Recent high-profile scams and governance failures have caused a shift in focus to corporate governance. This has put the modern-day CFO in the spotlight considering the important role they play in a company’s C-suite. Here is everything the finance leadership should bear in mind when it comes to corporate governance within an organisation.

Every organisation needs to have Corporate Governance policies in place. The purpose of these should be wealth creation, it’s management and subsequent sharing while balancing the interests of a business’s stakeholders, such as shareholders, management, customers, suppliers, financiers, government and the community at large. While it helps improve the company’s efficiency and transparency, its significance is more prominent in today’s age now more than ever. The financial meltdowns of Enron, Tyco, AIG, WorldCom, Xerox, Satyam and the recent corporate governance debacle at Infosys, has further emphasised the importance of corporate governance in organisations. These rather frequent high-profile scams and governance failures have caused increased concerns among stakeholders and their expectations that these policies be of international standards.

The CFO’s role in Corporate Governance

The shift in focus to corporate governance has put the modern-day CFO in the spotlight. The current Indian corporate governance framework requires a company to disclose all related party contracts, comparative metrics on manager-level pay, appoint audit and nomination committees, sign off on important documents and more. Not only has the role of a CFO undergone a radical transformation, but it has also laid emphasis on the finance leadership’s position in being an integral part of the C-suite and company-wide related issues and not just budgets or finances. With the increase in statutory compliances and corporate governance codes and practices, the need to create a globally accepted standard of reporting arose which meant that finance accountants were directly answerable to a company’s board and stakeholders. This responsibility of getting an organisation’s financial statements endorsed by the, over time, evolved into Chief Financial Officers and the important role they play in a company’s board.

Here we outline some points a CFO should bear in mind when it comes to introducing and overseeing corporate governance in an organisation.

Increase accountability through performance evaluation of board/directors

To truly make the board of directors of a company effective, they too need to be held accountable given their capacity and the role they play in an organisation’s future. This needs to be reinforced by limiting the number of directorships, the value, and skills each director brings to the table, minimum attendance required for board meetings. As a CFO who is one of the decision makers of the organisation, he/she can enforce this practice as a mandate.

Regular performance evaluation of the board members and the board committee is an efficient way of bringing in accountability for every member of the company, right from the bottom of the pyramid to the apex. This should be put in place once the key performance indicators for the company as a whole is identified and shared with the business’s shareholders at the beginning of every financial year to instill accountability within the board. India’s current corporate governance framework requires listed companies to have independent directors to account for one-third of their Board. It is imperative that only these independent directors assess the performance evaluations to avoid any biases.

Keep management and shareholding separate

It is imperative to make sure that every director who serves on the board has earned his/her position because of their own merit and not because the person is a shareholder.

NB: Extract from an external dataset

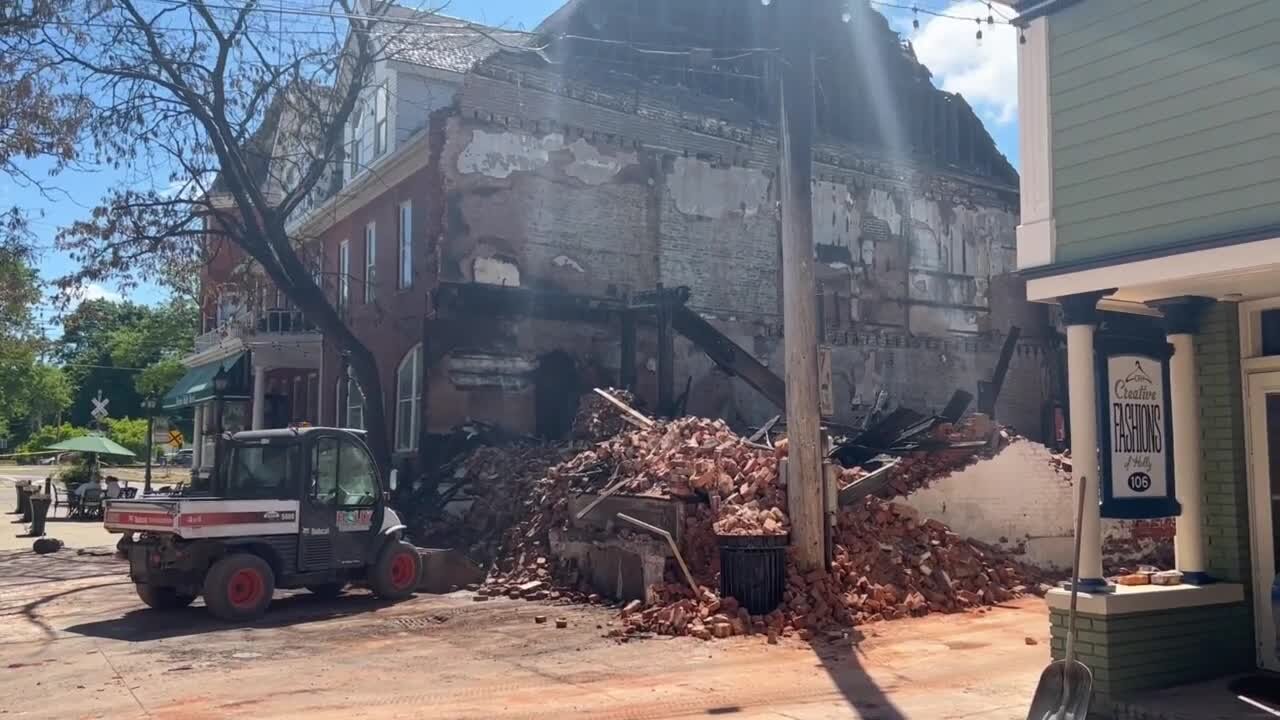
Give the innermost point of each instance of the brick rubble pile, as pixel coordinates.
(887, 563)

In many countries, company ownership and management follow a legacy succession model, i.e. the role of company director may be passed down from one generation to the next without any vetting. To avoid such circumstances, a set eligibility criterion needs to be in place to ensure that.

Technically, the term ‘governance’ refers to the managing of a company. But what most people fail to realise is that in the case of a corporate, ownership is different from the actual management of the company. Owners most often delegate the management of the company to the management team. It is vital to ensure that this team runs the company keeping the best interest of the owner and his/her company in mind and their own personal agenda.  

The corporate governance regulations also require the CFO and CEO to sign off on the governance norms being met in the financial statements. It is clearly evident that the CFO has a rather important role in the organisation to play in today’s day and age as he/she leads the company as a whole to better practices that are ethically compliant and meets international standards.